Madge lo miró fijamente, como si intentase averiguar algo. Tal vez en otra situación completamente diferente podría haber sido su amigo. Lo cierto era que se trataba de una chica bastante guapa. Incluso podría haberse interesado en ella de otra forma. No. Seguramente no.
Ella apretó los labios y sonrió.
—Bueno, tengo que estar guapa por si acabo en el Capitolio, ¿no?
Aquella salida desconcertó a Gale: ¿qué pretendía? ¿Era tan estúpida cómo para hablar en serio o simplemente le vacilaba? En cualquier caso no tenía ningún derecho a hacerlo. Ella no.
—Tú no irás al Capitolio —su voz sonó más fría de lo que esperaba. Por el rabillo del ojo pudo ver cómo Katniss fijaba su atención en otra cosa. Pero estaba tan encendido que no podía quitar la vista de la dichosa hija del alcalde—. ¿Cuántas papeletas puedes tener? ¿Cinco?

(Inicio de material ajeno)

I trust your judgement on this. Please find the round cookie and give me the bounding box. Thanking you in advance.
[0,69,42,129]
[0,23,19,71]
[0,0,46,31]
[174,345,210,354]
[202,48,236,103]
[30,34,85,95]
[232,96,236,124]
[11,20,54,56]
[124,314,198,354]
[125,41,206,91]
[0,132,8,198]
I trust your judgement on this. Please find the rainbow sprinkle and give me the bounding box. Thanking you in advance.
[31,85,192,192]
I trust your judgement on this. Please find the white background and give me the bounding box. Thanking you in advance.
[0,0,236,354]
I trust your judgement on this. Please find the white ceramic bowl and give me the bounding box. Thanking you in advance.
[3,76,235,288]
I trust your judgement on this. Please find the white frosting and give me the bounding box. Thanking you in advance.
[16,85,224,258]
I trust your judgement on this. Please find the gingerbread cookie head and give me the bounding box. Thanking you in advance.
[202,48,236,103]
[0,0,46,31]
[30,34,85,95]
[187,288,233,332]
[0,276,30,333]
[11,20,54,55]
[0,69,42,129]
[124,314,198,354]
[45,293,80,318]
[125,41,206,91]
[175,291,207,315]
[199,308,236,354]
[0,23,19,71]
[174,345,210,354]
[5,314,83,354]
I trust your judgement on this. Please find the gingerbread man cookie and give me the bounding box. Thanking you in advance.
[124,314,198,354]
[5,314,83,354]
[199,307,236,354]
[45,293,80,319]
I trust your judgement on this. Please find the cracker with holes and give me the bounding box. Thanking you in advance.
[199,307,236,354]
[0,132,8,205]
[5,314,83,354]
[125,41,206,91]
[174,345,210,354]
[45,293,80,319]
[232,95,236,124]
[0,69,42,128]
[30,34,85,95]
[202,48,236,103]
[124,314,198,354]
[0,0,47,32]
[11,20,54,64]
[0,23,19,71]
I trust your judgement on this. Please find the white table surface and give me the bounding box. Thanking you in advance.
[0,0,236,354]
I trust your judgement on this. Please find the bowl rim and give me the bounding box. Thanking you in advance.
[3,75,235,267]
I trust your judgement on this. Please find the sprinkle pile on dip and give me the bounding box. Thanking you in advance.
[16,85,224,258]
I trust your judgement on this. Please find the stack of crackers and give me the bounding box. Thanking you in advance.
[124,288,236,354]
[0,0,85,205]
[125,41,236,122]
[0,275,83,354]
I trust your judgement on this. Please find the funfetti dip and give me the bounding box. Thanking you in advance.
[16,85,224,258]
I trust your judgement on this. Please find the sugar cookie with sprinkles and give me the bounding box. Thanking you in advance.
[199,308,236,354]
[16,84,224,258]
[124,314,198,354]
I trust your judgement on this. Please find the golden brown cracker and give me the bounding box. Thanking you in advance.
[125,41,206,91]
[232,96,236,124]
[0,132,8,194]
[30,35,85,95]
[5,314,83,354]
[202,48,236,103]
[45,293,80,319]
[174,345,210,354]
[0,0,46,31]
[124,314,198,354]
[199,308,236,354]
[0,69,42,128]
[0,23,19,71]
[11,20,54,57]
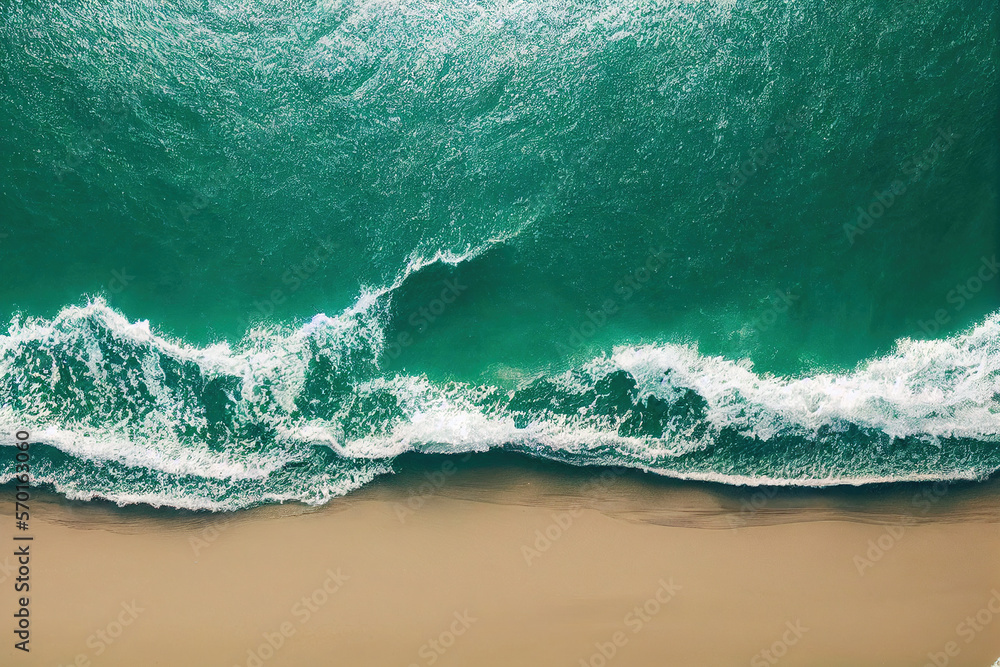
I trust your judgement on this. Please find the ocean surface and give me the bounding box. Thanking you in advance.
[0,0,1000,510]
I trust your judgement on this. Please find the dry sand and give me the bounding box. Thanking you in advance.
[0,457,1000,667]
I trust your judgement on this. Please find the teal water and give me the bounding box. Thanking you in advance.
[0,0,1000,509]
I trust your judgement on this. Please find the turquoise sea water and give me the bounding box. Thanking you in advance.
[0,0,1000,509]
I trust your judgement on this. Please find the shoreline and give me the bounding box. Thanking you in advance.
[0,454,1000,667]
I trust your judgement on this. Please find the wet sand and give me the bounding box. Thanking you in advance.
[0,456,1000,667]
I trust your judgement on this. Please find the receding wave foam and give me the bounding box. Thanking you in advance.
[0,258,1000,510]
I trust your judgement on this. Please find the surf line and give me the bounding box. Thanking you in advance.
[14,431,34,653]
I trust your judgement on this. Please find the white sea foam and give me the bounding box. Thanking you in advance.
[0,264,1000,508]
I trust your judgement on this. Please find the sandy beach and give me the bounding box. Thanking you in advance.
[0,456,1000,667]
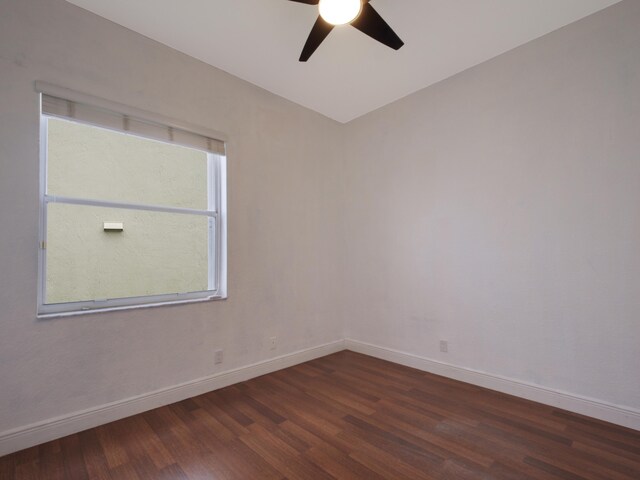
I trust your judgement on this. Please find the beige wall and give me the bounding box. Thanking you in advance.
[0,0,640,454]
[46,119,209,303]
[0,0,344,432]
[345,0,640,412]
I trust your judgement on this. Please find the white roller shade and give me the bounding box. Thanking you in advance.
[42,93,225,155]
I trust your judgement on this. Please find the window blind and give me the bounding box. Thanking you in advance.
[42,93,225,155]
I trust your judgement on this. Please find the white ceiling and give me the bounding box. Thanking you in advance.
[68,0,619,122]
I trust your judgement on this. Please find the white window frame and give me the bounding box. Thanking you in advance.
[36,82,227,318]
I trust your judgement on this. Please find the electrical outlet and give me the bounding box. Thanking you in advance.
[213,350,224,365]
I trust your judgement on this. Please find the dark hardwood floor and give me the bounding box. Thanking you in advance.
[0,351,640,480]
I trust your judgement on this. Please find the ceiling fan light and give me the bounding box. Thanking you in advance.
[320,0,362,25]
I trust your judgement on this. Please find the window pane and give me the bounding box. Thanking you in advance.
[45,203,209,303]
[47,118,207,210]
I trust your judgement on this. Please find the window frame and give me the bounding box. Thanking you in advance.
[36,82,227,318]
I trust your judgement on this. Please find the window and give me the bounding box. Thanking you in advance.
[38,88,226,316]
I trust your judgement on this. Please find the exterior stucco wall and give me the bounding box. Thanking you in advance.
[46,119,209,303]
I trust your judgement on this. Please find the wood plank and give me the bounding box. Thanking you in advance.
[0,351,640,480]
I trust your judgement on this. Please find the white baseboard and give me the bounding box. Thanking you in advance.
[0,339,640,457]
[0,340,344,457]
[345,339,640,430]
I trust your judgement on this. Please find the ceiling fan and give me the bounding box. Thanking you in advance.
[290,0,404,62]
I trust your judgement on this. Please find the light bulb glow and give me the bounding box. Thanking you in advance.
[320,0,362,25]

Yo ya tenía seis con sólo doce años.
—No es culpa suya—la intervención de Katniss le pilló por sorpresa.
Supo disimularlo perfectamente.
—No, no es culpa de nadie. Las cosas son como son—apostilló.
Durante unos segundos que parecieron eternos, se hizo un silencio tirante.
—Buena suerte, Katniss—rompió Madge el silencio con rostro inexpresivo, le puso el dinero en la mano a Katniss y no dijo nada más.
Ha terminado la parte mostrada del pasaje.